# Advanced PySpark on DataBricks - Part 2
* Notebook by Adam Lang
* Date: 12/24/2024


# Overview
This is a continuation of a detailed notebook on how to leverage Advanced Data Wrangling and Data Trasnformations using PySpark on DataBricks.

# Reading in CSV Dataset
* Basic uploading and reading of a CSV file in databricks.

In [0]:
## import libraries first
from pyspark.sql.types import * ## import all types
from pyspark.sql.functions import * ## import all

In [0]:
## how to find filestore link
dbutils.fs.ls('/FileStore/tables/')

In [0]:
## read in CSV dataset into df
df = spark.read.format("csv").option("inferSchema",
                                True).option('header', True).load('/FileStore/tables/BigMart_Sales.csv')

In [0]:
## display
df.display()

# EXPLODE function
* This is useful for "exploding" the array or list we created above such as each value of each index into their own column. This is similar to the Python Pandas function.
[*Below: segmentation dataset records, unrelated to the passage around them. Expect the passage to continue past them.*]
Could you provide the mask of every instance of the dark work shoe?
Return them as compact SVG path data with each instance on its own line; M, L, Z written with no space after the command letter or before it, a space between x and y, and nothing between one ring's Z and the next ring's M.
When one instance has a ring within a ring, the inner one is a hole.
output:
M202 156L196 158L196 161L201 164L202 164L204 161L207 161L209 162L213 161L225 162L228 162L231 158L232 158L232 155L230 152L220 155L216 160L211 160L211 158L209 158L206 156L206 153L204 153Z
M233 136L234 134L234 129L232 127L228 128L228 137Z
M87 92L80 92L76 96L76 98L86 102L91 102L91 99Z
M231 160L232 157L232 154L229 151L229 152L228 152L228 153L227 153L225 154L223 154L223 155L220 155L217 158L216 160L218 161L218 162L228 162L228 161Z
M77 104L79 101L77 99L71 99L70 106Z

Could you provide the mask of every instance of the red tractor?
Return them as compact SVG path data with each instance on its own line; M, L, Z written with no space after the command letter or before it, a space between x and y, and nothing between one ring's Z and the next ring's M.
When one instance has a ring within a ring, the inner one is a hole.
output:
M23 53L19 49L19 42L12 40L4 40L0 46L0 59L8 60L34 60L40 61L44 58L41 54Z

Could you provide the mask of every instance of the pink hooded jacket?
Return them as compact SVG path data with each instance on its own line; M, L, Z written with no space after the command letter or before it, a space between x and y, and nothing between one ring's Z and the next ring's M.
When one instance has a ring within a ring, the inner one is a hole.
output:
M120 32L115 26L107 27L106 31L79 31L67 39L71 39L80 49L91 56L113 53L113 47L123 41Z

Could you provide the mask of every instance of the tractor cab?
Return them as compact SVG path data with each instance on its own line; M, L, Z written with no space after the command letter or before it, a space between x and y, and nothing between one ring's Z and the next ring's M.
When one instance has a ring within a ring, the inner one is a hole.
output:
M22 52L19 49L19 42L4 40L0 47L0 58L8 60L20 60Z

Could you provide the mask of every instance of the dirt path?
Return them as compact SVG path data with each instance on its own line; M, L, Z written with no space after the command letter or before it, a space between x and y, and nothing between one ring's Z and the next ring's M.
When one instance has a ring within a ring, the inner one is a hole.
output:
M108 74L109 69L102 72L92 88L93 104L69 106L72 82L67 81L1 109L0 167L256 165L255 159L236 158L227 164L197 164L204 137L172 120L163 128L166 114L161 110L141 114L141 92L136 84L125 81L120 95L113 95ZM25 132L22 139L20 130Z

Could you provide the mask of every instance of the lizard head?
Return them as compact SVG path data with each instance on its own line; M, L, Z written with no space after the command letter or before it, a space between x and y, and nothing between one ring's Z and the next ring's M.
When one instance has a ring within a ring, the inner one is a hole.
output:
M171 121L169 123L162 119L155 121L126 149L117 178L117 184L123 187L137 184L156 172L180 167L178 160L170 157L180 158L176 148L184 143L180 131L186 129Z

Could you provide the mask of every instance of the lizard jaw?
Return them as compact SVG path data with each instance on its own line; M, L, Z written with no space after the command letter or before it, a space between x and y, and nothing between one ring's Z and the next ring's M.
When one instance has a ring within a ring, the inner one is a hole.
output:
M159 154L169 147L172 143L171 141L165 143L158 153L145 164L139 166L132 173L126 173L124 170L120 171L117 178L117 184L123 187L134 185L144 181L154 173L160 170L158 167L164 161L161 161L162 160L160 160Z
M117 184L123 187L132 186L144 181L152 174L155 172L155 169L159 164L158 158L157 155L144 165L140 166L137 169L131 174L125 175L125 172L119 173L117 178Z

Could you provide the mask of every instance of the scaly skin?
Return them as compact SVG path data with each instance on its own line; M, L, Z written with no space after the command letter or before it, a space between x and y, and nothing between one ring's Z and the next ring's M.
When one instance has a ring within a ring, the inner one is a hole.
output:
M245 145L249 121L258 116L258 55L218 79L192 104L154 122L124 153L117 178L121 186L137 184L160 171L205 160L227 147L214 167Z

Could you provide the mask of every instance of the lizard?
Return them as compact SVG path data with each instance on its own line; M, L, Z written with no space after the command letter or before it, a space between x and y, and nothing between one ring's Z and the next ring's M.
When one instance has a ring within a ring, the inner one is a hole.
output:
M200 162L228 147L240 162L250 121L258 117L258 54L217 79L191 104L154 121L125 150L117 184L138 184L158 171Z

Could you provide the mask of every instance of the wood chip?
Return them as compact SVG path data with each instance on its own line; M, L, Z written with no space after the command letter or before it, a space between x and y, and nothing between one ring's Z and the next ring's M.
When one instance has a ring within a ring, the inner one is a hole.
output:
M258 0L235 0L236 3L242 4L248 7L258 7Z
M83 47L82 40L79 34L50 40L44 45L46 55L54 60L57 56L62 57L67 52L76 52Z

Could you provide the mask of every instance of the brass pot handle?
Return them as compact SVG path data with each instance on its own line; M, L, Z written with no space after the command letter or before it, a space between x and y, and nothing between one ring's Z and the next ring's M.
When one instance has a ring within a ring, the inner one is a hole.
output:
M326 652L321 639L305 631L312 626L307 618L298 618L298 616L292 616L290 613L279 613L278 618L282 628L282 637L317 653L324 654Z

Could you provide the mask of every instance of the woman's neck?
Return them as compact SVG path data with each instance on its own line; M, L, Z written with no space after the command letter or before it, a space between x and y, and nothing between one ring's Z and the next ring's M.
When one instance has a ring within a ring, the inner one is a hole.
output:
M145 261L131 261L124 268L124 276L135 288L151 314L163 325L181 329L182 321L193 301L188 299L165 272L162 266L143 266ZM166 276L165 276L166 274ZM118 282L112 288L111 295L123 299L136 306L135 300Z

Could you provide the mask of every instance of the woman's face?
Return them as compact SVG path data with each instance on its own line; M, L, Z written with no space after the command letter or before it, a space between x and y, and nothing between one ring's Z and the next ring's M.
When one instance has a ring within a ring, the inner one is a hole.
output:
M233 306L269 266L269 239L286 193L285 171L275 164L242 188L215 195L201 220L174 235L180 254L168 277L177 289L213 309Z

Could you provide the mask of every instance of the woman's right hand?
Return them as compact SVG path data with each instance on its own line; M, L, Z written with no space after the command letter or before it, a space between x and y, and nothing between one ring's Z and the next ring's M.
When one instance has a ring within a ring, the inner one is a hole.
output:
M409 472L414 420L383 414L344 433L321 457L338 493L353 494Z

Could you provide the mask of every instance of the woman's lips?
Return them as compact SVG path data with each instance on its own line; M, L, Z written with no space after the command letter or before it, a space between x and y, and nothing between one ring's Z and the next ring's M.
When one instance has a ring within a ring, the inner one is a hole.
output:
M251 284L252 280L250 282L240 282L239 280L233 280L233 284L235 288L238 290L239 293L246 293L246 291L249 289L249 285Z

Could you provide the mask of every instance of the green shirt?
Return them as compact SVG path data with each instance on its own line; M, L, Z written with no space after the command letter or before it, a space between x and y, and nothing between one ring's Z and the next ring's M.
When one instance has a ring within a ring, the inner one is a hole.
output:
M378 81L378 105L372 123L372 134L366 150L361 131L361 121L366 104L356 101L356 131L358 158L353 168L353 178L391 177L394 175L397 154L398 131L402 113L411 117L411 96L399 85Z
Note: This way of doing it below only explodes into a new ROW.

In [0]:
## create a new df to do this
df_exp = df.withColumn('Outlet_Type', split('Outlet_Type',' '))
df_exp.display()

Now we want to EXPLODE the Outlet_Type column with an array of values each into separate rows.

In [0]:
## explode 
df_exp.withColumn('Outlet_Type', explode('Outlet_Type')).display()

Summary

* Now we can see each entity from Outlet_Type has been exploded into a new row.

## EXPLODE arrays into new columns
* This is where we have to use the `getItem() function

In [0]:
## first lets create the df_exp again since we transformed it above
## create a new df to do this
df_exp = df.withColumn('Outlet_Type', split('Outlet_Type',' '))
df_exp.display()

Now let's explode each index into new column.

In [0]:
# Create new columns for each element of the array
## first we give the new col name
## then we selct the col and getItem() index
df_exp = df_exp.withColumn("Outlet_Name", col("Outlet_Type").getItem(0))
df_exp = df_exp.withColumn("Outlet_Type_Class", col("Outlet_Type").getItem(1))
df_exp.display()

Summary

* Great! We exploded each item of the array index into a new separate column. Now if we wanted to we could drop the original column but we will forego that step right now.

# ARRAY_CONTAINS
* Now that we have started to demonstrate array functions above with EXPLODE we will demo additional array functions with ARRAY_CONTAINS.


* Question to answer: Is `Type1` present in the column array `Outlet_Type`

In [0]:
## lets review df_exp
df_exp.display()

In [0]:
## create a new flag column
## new col name --> column to index, value to index
df_exp.withColumn('Type1_flag', array_contains('Outlet_Type','Type1')).display()

# GROUP_BY
* Similar to group by in pandas.

## Scenario 1

In [0]:
## df display
df.display()

In [0]:
## find sum of MRP for item_type
df.groupBy('Item_Type').agg(sum('Item_MRP').alias('Sum_Item_MRP')).display()

## Scenario 2
* Finding the average.

In [0]:
## average groupby
df.groupBy('Item_Type').agg(avg('Item_MRP').alias('Average_Item_MRP')).display()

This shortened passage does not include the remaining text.